2. Duties and Compensation. The Company agrees to provide advertising and appointment setting services for  the services for the Contractor’s entertainment business. The Company does not  participate in or benefit from any illegal sex-for-hire practices, and as such  will not solicit, schedule, or otherwise arrange appointments for the  Contractor in which payment has been offered in exchange for sexual favors.

For each appointment, Contractor will collect an appearance fee as arranged by  the Company; Contractor agrees to pay 50% of this fee to the company.  Arrangements for regular collection of such fees shall be agreed between  Company and Contractor upon commencement of this Agreement.

3.  Schedule.  You are Independent Contractors, There for can work when you want to but obviously the ladies that choose to be available full-time will be given top priority.

4. Confidentiality. The Contractor acknowledges that during the engagement, she will have access to  and become acquainted with various trade secrets, inventions, innovations,  processes, information records, and specifications owned or licensed by the  Company and/or used by the company in connection with the operation of its  business including, without limitation, the Company’s business and product  processes, methods, customer lists, accounts and procedures. The Contractor  agrees that she will not disclose any of the previously mentioned, directly or  indirectly, or use any of them in any manner, during the term of this Agreement  or at any time thereafter, except as required in the course of this engagement  with the Company. All files, records, documents, specifications information, letters, notes, media lists, original/creative artwork, notebooks, and similar  items relating to the business of the Company, whether prepare by the  Contractor or otherwise coming into her possession, shall remain the exclusive  property of the Company. The Contractor shall not retain any copies of the  foregoing without the Company’s prior written permission. Upon expiration or earlier  termination of this Agreement, or whenever requested by the Company, the  Contractor shall immediately deliver to the Company all such files, records,  documents, specifications, information, and other such items in her possession  or under her control. The Contractor further agrees that she will not disclose  her retention as an independent contractor or the terms of this Agreement to  any person without the prior written consent of the Company and shall at all  times preserve the confidential nature of her relationship to the Company and  the services hereunder.

5. Right to Injunction. The parties hereto acknowledge that the services to be rendered by the  Contractor under this Agreement and the rights and privileges granted to the  Company under this Agreement are of a special, unique, unusual, and  extraordinary character which gives them a peculiar value, the loss of which  cannot be reasonably or adequately compensated by damages in any action at law  and the breach by the Contractor of any of the provisions of this Agreement  will cause the Company irreparable injury and damage. The Contractor expressly  agrees that the Company shall be entitled to injunctive and other equitable  relief in the event of, or to prevent, a breach of any provision of this  Agreement by the Contractor. Resort to such equitable relief, however, shall  not be construed to be a waiver of any rights or remedies that the Company may  have for damages or otherwise. The various rights and remedies of the Company  under this Agreement or otherwise shall be construed to be cumulative, and no  one of them shall be exclusive of any or of any right or remedy allowed by law.

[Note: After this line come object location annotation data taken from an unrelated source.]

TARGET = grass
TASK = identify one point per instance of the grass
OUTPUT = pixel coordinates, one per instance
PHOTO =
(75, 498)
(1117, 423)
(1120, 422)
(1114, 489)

6. Merger. The merger  or consolidation of the Company into or with any other entity shall not  terminate this Agreement.

7. Termination. Either  the Contractor or the Company may terminate this Agreement at any time. In  addition, if the Contractor is convicted of any crime or offense, fails or  refuses to comply with the written policies or reasonable directive of the  Company, is guilty of serious misconduct in connection with performance  hereunder, or materially breaches provisions of this Agreement, the Company at  any time may terminate the engagement of the Contractor immediately and without  prior written notice to the Contractor.

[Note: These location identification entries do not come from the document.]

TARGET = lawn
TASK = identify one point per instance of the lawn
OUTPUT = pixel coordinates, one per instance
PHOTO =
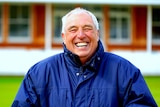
(9, 86)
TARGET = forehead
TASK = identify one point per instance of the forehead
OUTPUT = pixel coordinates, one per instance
(84, 16)
(79, 19)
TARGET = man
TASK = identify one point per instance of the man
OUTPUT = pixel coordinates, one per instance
(83, 75)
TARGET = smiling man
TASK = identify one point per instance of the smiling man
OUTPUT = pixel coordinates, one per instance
(83, 75)
(80, 35)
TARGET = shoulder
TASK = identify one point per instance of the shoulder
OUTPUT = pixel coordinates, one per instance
(44, 65)
(118, 61)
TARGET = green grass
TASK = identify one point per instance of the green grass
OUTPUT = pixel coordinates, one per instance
(9, 86)
(8, 89)
(153, 83)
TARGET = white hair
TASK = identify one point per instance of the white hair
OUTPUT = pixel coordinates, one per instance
(79, 10)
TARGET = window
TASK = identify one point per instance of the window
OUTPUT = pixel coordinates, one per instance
(119, 19)
(0, 23)
(19, 23)
(58, 13)
(156, 25)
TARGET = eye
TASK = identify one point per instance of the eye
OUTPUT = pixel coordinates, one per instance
(72, 29)
(87, 28)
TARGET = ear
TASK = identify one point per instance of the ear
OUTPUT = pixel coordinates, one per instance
(63, 37)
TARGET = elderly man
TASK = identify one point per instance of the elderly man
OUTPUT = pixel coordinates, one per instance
(83, 75)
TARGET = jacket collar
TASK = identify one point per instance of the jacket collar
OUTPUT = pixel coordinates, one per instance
(92, 63)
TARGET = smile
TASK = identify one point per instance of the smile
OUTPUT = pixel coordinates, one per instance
(81, 44)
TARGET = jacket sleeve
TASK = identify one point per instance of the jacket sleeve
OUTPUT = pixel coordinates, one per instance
(134, 90)
(26, 96)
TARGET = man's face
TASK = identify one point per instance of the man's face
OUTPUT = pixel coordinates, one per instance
(81, 36)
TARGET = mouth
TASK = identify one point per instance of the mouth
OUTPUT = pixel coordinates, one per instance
(82, 44)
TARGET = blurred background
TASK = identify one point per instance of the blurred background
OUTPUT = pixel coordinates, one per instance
(30, 30)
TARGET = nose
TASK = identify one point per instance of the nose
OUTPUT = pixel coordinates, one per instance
(81, 34)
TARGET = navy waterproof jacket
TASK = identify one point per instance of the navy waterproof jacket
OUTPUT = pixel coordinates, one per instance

8. Modification or Amendment. No amendment, change, or modification of this Agreement shall be valid unless  in writing signed by the parties hereto.

9. Entire Understanding. This document constitutes the entire understanding and agreement of the parties,  and all prior agreements, understandings, and representations and hereby  terminated and canceled in their entirety and is of no further force and  effect.

10 Unenforceability of Provisions. If any provision of this Agreement, or any portion thereof,  is held to be invalid and unenforceable, then the remainder of this Agreement  shall be nevertheless remaining in full force and effect.